Scheme 3. Synthesis of AF488-Labeled Glycocluster–Oligonucleotide Conjugates ON5–7

The oligonucleotides are 2′-OMe-ribonucleotide phosphorothioates. (A) Crude RP-HPLC profile of ON2. (B) RP-HPLC profile of purified ON7. Reagents and conditions: (i) 7N NH₃ in MeOH, 2 days at rt; (ii) ON1 + 11, 12α, or 12β (2 equiv), H₂O, overnight at rt; (iii) AF488 N-hydroxysuccinimide ester (20 equiv in dimethyl sulfoxide, DMSO), 0.1 M sodium borate (aq, pH 8.5), overnight at room temperature. RP-HPLC conditions: (A) an analytical C-18 column (250 × 4.6 mm, 5 μm), detection at λ = 260 nm, gradient elution (0–25 min) from 0 to 50% MeCN in 0.1 M aqueous triethylammonium acetate, flow rate 1.0 mL min^–1; (B) same as A, except gradient elution (0–25 min) from 5 to 95% MeCN in 0.1 M aqueous triethylammonium acetate.
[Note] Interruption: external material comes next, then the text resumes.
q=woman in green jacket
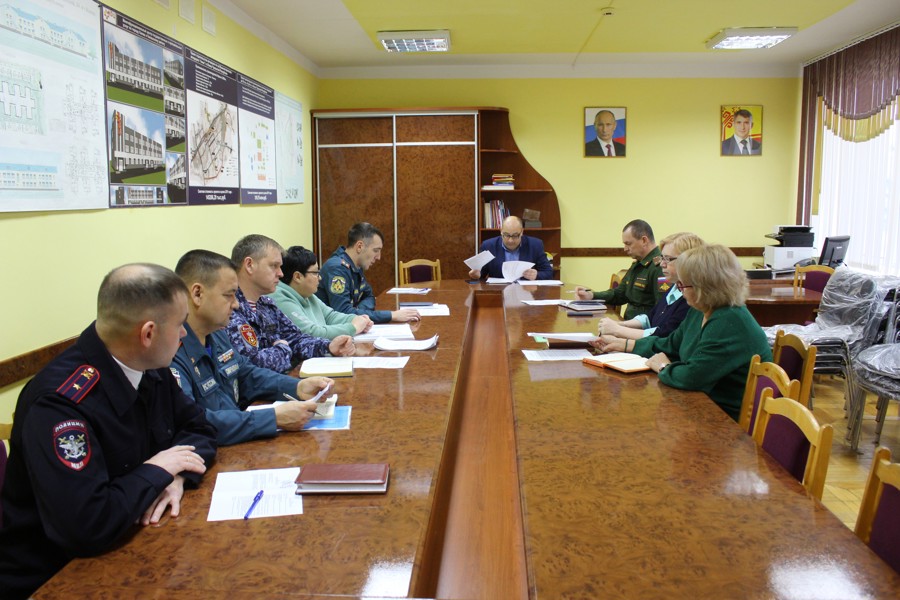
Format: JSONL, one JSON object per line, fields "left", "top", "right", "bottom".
{"left": 270, "top": 246, "right": 372, "bottom": 339}
{"left": 619, "top": 244, "right": 771, "bottom": 421}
Scheme 4. SNA Synthesis and Hybridization of AF488-Labeled Glycocluster–Oligonucleotide Conjugates ON5–ON7 with Complementary SNA1

(A) Crude RP-HPLC profile of SNA1. (B) RP-HPLC profile of purified SNA1. (C) Electrospray ionization mass spectrometry (MS-ESI) of SNA1 (a spectrometer equipped with a hybrid quadrupole orbitrap and nano-ESI ionization). (D) Polyacrylamide gel electrophoresis (PAGE) of SNAs 1–5. Conditions: (i) ON9 (0.3 equiv/compound 15), DMSO/H₂O 9:1 v/v, overnight at room temperature; (ii) ON9 (1.2 equiv/azide arm of 16), 1.5 M NaCl (aq), 3 days at room temperature; (A and B) An analytical RP-HPLC column Phenomenex, Aeris 3.6 μm WIDEPORE XB-C18 200 Å, 150 × 4.6 mm, linear gradient from 5 to 45% MeCN in 50 mmol L^–1 triethylammonium acetate over 30 min, a flow rate of 1.0 mL min^–1, detection at 260 nm; (D) for conditions, see the Experimental Section.

Figure 1

Uptake of AF488-labeled carbamoyl mannose conjugate ON5 and SNA2 by PC3 cells (Note: the scale bar is 20 μm). The cells were incubated (37 °C with 5% CO₂) with 120 nM oligonucleotide and 10 nM SNA concentrations or in PBS (controls) for 4 h. After incubation, the cells were washed three times with PBS and fixed using 4% paraformaldehyde solution (diluted in PBS). The intracellular delivery of oligonucleotides and SNAs was quantified via wide-field microscopy on a Nikon Eclipse Ti2-E microscope using Alexa 488 (475 nm) and 4′,6-diamidino-2-phenylindole (DAPI) (395 nm) channels and normalized based on the intensity of the untreated control cell.